On Sunday, two teams of amateurs don vintage uniforms to re-create a 1940s-era game between the Birmingham Black Barons and the Bristol Barnstormers at historic Rickwood Field in Birmingham, Ala. Willie Mays, who played for the Black Barons and is one of a dwindling number of surviving Negro League players, hosts.

Olympics strong locally

The television ratings for the Winter Olympics continue to stumble along nationally but the news is better at KUSA-Channel 9.

Channel 9 averaged a 32 share for the first week of competition, on par with the 1998 games in Japan, though well behind Salt Lake City, which logged a 37 share four years ago.

The station’s in-house “Olympics Zone,” anchored by Bob Kendrick and Adele Arakawa is doing “very well,” according to station manager Mark Cornetta. “This is a fairly active town. Winter sports are very popular. We’re actually very pleased.”

1,000 for “BDSSP”

Some predicted “Best Damn Sports Show Period” wouldn’t last six episodes, but “BDSSP” makes its 1,000th appearance next Wednesday (10:30 p.m., FSN Rocky Mountain).

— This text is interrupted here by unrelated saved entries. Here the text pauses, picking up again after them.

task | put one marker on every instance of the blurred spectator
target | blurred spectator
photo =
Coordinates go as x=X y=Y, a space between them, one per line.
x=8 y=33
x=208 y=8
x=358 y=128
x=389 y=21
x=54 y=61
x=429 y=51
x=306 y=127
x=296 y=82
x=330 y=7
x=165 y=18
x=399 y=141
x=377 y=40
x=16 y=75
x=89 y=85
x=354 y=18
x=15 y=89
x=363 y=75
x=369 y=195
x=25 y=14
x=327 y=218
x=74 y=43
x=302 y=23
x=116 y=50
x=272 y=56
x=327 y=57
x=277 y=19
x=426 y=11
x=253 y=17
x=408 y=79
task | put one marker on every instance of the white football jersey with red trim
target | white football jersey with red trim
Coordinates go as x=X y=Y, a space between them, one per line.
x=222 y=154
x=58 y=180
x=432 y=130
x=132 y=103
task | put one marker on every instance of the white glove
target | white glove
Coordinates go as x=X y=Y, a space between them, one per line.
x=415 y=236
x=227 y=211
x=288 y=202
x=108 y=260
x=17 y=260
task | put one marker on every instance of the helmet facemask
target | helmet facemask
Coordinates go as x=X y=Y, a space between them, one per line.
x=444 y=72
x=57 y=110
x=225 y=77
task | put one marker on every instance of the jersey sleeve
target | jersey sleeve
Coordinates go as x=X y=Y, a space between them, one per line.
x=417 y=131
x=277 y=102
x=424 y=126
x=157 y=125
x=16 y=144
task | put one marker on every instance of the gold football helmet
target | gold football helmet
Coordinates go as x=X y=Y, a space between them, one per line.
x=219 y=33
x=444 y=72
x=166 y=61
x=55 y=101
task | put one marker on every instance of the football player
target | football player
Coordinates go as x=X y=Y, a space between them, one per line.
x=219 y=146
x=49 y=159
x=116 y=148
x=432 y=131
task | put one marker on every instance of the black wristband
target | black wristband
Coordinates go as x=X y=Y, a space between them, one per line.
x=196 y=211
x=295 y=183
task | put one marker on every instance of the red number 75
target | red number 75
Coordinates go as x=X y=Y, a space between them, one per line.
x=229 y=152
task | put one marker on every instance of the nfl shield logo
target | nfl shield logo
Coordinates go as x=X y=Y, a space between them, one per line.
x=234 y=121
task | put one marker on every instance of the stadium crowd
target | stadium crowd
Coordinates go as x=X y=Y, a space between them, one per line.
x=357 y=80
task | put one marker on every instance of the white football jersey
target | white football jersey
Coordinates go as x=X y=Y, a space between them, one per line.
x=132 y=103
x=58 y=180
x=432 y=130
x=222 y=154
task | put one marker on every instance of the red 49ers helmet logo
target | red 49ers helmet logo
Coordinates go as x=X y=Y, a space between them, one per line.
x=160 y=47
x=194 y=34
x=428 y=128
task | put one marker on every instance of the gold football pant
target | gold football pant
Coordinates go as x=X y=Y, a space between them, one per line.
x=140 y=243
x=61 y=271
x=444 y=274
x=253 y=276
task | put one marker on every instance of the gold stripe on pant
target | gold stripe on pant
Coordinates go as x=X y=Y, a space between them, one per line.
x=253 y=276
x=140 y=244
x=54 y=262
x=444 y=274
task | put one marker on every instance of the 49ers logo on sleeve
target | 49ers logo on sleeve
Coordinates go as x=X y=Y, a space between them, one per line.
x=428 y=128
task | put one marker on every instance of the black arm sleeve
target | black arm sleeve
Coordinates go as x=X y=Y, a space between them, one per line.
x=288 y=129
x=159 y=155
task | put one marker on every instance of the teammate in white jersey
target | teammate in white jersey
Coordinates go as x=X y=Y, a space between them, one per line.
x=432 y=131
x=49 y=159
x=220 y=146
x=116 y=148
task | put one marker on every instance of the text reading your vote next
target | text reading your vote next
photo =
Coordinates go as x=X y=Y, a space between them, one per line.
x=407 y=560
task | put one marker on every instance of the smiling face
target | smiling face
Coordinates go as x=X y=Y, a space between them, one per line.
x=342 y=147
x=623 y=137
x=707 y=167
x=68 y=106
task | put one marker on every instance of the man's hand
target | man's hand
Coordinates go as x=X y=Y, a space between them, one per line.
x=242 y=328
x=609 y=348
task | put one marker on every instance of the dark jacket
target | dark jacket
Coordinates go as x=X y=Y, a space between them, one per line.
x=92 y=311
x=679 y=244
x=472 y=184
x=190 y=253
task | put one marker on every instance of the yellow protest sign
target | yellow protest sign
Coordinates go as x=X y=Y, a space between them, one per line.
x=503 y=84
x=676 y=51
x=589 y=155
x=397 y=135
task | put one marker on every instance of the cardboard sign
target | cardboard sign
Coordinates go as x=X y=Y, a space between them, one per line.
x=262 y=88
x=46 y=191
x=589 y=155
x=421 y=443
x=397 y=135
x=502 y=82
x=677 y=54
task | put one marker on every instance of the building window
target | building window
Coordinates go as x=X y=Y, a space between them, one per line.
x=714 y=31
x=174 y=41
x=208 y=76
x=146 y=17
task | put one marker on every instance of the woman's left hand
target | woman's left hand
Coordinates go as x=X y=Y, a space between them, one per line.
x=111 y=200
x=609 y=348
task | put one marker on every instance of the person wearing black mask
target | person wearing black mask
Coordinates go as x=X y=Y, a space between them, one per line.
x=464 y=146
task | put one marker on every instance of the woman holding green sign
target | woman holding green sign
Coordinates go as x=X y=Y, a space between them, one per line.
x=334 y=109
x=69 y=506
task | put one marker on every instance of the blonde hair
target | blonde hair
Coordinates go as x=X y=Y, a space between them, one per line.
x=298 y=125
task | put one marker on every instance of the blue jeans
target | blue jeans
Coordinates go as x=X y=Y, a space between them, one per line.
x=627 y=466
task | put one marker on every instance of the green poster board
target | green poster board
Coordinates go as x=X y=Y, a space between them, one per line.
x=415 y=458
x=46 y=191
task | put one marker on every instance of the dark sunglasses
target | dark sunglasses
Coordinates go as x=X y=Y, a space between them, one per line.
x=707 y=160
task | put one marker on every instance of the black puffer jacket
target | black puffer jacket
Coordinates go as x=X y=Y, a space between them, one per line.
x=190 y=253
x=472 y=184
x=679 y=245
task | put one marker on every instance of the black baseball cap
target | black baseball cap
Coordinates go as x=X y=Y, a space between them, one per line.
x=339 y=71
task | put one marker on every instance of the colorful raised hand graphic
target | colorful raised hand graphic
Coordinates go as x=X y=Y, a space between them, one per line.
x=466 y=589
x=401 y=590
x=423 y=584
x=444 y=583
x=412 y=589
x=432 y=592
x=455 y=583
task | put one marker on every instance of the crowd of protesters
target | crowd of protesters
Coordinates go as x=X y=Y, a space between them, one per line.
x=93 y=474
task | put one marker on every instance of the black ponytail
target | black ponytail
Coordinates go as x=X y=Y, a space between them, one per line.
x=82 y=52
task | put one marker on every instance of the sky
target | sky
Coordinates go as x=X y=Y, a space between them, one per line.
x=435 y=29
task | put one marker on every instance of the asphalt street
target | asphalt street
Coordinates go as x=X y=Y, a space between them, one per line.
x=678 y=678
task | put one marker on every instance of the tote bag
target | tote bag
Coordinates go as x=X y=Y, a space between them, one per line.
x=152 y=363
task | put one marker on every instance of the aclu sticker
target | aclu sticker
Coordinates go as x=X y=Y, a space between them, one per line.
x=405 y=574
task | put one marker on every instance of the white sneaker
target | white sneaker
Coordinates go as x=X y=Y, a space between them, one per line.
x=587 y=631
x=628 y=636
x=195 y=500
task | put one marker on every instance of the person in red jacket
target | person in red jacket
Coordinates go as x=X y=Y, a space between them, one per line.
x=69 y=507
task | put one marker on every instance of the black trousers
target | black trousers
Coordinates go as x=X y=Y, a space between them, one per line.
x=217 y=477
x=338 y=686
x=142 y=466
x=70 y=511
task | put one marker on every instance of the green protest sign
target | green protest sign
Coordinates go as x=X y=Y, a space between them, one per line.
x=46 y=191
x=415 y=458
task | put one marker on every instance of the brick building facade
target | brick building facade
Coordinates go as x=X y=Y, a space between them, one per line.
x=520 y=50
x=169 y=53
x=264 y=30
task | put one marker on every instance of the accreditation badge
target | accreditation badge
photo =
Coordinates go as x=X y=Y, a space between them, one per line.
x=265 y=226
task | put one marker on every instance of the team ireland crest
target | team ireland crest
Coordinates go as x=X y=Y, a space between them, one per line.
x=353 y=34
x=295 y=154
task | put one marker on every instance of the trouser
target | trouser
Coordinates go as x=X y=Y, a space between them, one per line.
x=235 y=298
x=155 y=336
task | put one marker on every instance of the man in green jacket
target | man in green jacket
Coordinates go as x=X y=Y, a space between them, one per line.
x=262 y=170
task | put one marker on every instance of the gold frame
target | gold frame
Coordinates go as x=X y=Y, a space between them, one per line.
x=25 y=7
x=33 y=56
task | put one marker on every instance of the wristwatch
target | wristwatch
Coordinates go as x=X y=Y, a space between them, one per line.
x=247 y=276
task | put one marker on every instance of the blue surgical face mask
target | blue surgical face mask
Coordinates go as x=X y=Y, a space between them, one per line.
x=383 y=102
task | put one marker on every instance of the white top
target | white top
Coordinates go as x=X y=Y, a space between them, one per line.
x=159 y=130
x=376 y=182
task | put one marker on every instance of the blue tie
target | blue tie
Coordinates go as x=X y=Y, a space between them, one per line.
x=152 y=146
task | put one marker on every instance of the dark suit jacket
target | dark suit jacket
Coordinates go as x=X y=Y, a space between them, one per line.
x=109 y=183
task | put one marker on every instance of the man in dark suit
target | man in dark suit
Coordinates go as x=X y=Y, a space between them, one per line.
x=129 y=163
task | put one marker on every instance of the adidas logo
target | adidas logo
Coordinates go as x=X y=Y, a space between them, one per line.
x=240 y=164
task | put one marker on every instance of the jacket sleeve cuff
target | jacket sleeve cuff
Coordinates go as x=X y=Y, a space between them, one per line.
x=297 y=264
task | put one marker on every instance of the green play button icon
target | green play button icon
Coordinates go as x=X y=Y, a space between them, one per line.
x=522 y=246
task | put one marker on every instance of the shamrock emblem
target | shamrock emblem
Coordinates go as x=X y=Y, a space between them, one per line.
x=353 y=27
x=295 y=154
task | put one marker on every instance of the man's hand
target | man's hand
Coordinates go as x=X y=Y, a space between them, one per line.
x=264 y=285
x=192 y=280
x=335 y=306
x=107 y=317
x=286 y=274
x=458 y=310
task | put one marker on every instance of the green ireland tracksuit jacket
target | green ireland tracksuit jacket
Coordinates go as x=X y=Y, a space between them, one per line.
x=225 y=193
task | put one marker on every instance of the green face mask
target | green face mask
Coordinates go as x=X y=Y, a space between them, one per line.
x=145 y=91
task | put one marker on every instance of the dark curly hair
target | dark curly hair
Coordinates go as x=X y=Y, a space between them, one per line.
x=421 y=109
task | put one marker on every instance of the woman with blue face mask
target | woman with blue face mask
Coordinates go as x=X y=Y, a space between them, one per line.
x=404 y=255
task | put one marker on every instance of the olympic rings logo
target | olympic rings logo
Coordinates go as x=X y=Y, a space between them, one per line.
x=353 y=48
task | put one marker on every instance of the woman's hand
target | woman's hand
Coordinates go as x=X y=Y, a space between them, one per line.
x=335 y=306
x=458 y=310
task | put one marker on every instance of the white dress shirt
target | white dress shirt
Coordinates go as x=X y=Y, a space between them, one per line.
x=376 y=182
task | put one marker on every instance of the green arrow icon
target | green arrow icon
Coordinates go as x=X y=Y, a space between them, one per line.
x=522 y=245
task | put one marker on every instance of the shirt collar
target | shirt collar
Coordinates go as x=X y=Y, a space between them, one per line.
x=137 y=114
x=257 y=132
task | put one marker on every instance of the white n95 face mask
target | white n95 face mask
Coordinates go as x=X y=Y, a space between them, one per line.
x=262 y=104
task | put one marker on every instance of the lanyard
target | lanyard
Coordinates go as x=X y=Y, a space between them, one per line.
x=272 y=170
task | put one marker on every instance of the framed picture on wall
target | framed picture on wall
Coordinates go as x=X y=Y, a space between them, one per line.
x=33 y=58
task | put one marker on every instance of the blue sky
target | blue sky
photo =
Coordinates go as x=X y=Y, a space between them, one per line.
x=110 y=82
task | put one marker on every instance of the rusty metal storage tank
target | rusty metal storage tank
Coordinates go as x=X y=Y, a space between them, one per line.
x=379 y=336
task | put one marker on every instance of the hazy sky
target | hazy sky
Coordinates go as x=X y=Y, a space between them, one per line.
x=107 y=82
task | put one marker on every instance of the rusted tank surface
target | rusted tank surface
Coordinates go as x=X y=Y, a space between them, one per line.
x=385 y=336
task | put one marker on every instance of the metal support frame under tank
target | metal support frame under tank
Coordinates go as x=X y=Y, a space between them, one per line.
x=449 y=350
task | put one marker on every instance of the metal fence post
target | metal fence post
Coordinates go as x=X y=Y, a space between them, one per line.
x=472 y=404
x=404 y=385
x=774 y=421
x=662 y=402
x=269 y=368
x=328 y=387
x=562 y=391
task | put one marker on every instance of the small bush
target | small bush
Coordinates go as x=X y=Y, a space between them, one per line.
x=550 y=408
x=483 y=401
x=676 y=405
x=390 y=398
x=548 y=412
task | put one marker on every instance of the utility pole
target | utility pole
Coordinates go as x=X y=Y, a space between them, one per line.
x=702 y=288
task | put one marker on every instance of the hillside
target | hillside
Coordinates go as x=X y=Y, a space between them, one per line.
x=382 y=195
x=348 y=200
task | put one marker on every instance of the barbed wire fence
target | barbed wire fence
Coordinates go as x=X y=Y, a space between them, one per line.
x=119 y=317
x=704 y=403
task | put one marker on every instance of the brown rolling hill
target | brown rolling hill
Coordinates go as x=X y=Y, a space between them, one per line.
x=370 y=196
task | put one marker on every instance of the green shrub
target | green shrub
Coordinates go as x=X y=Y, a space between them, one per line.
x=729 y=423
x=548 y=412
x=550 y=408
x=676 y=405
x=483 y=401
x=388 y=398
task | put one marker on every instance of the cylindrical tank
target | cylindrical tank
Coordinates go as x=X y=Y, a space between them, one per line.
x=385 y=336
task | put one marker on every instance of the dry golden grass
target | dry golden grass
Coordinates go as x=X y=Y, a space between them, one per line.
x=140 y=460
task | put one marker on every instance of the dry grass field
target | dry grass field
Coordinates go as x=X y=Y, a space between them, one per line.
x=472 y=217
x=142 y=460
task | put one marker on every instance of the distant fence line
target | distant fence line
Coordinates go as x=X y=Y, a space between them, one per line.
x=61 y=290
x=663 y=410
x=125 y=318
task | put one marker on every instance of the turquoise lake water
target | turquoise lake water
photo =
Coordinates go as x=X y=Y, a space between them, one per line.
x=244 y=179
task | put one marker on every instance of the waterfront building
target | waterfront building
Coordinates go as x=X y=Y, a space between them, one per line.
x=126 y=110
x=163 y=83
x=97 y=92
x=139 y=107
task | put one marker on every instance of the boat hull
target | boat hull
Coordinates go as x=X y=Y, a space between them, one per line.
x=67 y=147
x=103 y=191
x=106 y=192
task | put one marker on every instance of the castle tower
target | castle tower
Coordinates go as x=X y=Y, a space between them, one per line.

Can you name the show’s lineup when it debuted on July 23, 2001? (See below.)

The current show features John Salley, Rob Dibble, Rodney Peete and one member of the original cast. The 3,000 guests have included everyone from Serena Williams to Robert Duvall.

The original “BDSSP” lineup: Chris Rose, Tom Arnold, Deacon Jones, John Kruk and Reggie Theus. Only Rose remains.

Why it’s worked: “We never took ourselves seriously,” said Rose.

Around the dial

Thumbs up to Marcia Neville and her “Colorado Sportswomen” show on KCNC-Channel 4. Both won “Gracies” from the American Women in Radio & Television. She picks up the prizes in New York in June … Both ends of the North Dakota-University of Denver hockey showdown on TV this weekend (7:30 p.m. Friday and 7 p.m. Saturday, FSNRM) … Former major-league pitcher Orel Hershiser re-joining ESPN as a baseball analyst, a job he held with the network in 2001 … Quotable: “They used to say, ‘If we find a good black player, we’ll sign him.’ They was lying.” Cool Papa Bell.